The news provided a boost for all cryptocurrencies, with Ethereum rising from Tuesday’s low of around $3,380 to a high of $3,527 at the time of writing, according to CoinMarketCap data.

What does it mean?

The closure of the SEC investigation is a positive sign for Ethereum and the broader cryptocurrency space. This suggests that the SEC may reassess its position on the classification of decentralized blockchain networks and their native tokens. This could pave the way for a more collaborative approach between regulators and the cryptocurrency industry.

Recent developments have potential implications for the long-awaited approval of Ethereum spot ETFs in the US. These ETFs would directly track the price of ETH, allowing investors to gain exposure to Ethereum without having to hold the underlying asset themselves.

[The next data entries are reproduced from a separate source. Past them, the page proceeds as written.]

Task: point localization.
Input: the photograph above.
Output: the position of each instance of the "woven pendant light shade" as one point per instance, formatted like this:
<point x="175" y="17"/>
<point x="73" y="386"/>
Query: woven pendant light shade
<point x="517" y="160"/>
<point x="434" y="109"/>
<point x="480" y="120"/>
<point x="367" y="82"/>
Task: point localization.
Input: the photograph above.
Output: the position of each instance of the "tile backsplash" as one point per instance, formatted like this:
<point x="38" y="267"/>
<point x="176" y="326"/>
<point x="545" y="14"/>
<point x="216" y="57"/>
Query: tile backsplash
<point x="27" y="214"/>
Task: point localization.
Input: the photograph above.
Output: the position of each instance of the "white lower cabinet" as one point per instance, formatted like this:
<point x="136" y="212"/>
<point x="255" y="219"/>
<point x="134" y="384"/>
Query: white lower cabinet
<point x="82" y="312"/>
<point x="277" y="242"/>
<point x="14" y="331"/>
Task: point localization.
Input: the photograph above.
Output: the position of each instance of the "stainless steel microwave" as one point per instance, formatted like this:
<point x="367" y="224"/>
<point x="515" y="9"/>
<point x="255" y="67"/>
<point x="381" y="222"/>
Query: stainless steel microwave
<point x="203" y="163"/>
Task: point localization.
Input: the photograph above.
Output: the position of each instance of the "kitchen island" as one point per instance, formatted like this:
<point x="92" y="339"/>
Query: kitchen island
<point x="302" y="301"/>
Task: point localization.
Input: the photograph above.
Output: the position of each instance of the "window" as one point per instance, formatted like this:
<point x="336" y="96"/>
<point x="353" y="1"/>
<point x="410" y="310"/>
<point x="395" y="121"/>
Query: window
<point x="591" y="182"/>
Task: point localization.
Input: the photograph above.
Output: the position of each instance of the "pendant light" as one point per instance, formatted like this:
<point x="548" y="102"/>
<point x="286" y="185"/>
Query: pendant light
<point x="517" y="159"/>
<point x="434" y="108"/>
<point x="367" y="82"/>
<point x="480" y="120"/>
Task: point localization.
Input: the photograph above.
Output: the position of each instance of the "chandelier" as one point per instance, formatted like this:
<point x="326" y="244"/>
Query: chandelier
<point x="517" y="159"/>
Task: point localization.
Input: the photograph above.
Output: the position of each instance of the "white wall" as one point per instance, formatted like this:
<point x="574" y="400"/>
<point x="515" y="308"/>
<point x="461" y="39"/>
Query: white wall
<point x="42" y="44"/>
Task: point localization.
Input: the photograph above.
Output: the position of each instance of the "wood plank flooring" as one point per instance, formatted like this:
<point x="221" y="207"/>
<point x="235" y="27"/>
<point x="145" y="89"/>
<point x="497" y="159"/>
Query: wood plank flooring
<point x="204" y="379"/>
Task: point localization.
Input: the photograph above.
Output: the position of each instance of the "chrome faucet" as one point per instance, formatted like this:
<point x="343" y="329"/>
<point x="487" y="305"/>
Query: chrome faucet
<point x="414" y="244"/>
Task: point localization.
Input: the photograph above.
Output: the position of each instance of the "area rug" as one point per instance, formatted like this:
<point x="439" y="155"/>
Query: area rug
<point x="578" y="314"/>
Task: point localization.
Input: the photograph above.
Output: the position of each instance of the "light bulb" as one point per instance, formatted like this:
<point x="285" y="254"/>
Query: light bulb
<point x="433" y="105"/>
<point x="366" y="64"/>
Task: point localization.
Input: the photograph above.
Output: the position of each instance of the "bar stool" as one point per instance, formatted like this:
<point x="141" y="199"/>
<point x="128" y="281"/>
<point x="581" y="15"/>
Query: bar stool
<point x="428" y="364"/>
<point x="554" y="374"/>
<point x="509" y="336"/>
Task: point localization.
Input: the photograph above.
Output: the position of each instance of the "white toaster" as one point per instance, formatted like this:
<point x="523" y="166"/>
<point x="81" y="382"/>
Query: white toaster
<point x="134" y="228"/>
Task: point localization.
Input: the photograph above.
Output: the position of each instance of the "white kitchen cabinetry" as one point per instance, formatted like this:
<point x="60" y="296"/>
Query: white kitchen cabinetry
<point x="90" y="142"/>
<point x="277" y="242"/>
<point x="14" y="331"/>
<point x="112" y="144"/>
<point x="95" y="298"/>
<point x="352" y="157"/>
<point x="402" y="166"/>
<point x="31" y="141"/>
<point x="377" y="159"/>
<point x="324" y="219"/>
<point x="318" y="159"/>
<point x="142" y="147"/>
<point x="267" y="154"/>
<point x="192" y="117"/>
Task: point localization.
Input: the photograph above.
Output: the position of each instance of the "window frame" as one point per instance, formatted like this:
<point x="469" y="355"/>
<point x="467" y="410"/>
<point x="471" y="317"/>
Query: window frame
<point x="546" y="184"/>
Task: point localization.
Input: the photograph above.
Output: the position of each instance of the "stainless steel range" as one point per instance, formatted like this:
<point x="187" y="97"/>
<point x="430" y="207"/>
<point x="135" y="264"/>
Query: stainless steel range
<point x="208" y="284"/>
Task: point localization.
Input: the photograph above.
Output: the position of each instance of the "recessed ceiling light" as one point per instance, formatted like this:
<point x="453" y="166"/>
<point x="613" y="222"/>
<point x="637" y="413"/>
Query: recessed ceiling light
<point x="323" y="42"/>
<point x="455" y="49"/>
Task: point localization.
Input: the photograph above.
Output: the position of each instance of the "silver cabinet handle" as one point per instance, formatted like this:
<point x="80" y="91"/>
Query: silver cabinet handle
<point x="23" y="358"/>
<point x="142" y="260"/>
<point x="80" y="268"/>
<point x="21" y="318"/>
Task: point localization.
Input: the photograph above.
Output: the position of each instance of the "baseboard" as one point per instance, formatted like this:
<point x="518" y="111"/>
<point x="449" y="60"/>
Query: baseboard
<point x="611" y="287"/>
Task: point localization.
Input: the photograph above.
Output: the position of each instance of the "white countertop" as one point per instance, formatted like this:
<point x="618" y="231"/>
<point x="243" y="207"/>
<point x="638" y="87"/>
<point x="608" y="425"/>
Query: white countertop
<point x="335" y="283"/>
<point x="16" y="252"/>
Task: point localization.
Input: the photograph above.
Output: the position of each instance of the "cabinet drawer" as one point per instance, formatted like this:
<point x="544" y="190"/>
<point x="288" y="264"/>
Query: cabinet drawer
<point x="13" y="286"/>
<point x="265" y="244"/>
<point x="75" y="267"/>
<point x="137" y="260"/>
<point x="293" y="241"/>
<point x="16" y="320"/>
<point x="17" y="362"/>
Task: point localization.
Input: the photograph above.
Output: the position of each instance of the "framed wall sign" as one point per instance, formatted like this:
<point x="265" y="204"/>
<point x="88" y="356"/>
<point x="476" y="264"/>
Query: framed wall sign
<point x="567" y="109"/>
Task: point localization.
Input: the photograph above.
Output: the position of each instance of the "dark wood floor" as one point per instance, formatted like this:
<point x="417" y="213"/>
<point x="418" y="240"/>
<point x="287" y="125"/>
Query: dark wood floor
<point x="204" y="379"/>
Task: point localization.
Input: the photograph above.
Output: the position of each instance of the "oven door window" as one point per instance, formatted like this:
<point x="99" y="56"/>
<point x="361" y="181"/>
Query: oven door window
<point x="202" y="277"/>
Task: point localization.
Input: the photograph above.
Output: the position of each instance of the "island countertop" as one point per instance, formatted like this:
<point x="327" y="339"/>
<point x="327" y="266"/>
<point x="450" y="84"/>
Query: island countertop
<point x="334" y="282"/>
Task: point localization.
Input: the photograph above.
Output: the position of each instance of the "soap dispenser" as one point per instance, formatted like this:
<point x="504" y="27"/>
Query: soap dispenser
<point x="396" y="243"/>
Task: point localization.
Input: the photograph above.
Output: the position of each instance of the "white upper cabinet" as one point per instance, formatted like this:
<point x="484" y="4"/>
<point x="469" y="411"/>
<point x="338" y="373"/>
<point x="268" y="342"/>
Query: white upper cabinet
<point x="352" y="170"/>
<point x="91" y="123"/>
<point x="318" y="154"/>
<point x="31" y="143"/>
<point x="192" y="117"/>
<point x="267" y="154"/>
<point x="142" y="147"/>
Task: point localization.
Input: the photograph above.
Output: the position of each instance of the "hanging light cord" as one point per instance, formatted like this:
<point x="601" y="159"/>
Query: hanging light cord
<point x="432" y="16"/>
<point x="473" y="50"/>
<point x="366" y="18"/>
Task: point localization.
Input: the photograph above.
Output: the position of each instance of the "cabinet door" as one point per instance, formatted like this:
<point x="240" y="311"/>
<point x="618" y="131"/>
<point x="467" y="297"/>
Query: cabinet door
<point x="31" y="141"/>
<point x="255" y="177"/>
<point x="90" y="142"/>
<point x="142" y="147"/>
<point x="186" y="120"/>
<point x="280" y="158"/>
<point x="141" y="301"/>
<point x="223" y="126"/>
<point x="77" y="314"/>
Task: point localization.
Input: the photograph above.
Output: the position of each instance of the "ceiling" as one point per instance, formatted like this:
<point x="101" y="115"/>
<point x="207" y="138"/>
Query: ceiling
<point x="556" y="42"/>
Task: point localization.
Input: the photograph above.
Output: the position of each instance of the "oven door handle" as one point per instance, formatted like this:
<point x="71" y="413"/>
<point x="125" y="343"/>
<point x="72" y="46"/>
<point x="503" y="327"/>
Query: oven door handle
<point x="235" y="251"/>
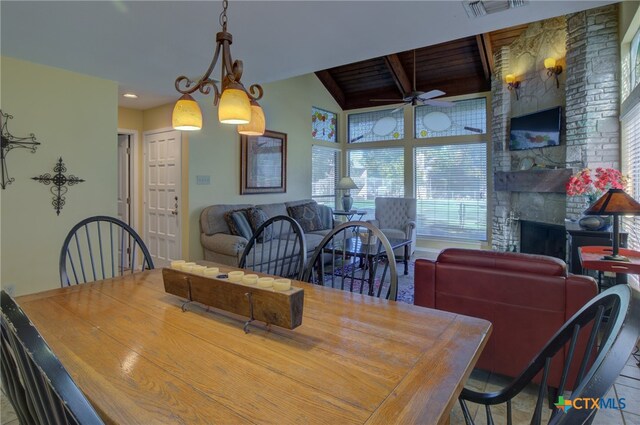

The SEC’s previous stance on Ethereum has created uncertainty about the ETF proposal. However, with the conclusion of the Ethereum 2.0 investigation, the path to approval for Ethereum Spot ETFs may become clearer. Regulatory clarity from the SEC is still needed, but this positive development increases the chances that these ETFs will start appearing in the US sooner rather than later.

While recent news is encouraging, the regulatory landscape for cryptocurrencies in the US remains unclear. The closure of the investigation focused specifically on Ethereum 2.0, leaving ETH’s status under the SEC’s radar.

Consensys, for example, stressed that it continues to expect greater transparency from the SEC on how the regulations apply to features such as MetaMask swaps and staking.

Bitwise improves archiving in ETFs

In another sign of optimism for the Ethereum ecosystem, Bitwise Asset Management recently changed its filing for its ETHW spot ETF. This revision notably includes a potential $100 million investment from cryptocurrency investment firm Pantera Capital. Bitwise’s initial seed capital investment was $2.5 million, which enabled the purchase of ETH prior to listing.

Other fixes for the Ethereum ETF S-1 spot are expected in the coming days. Two sources said Unit that Friday is the deadline for potential ETF issuers to respond to SEC comments on their Form S-1s. Sources described the comments as “light” and “sensible.”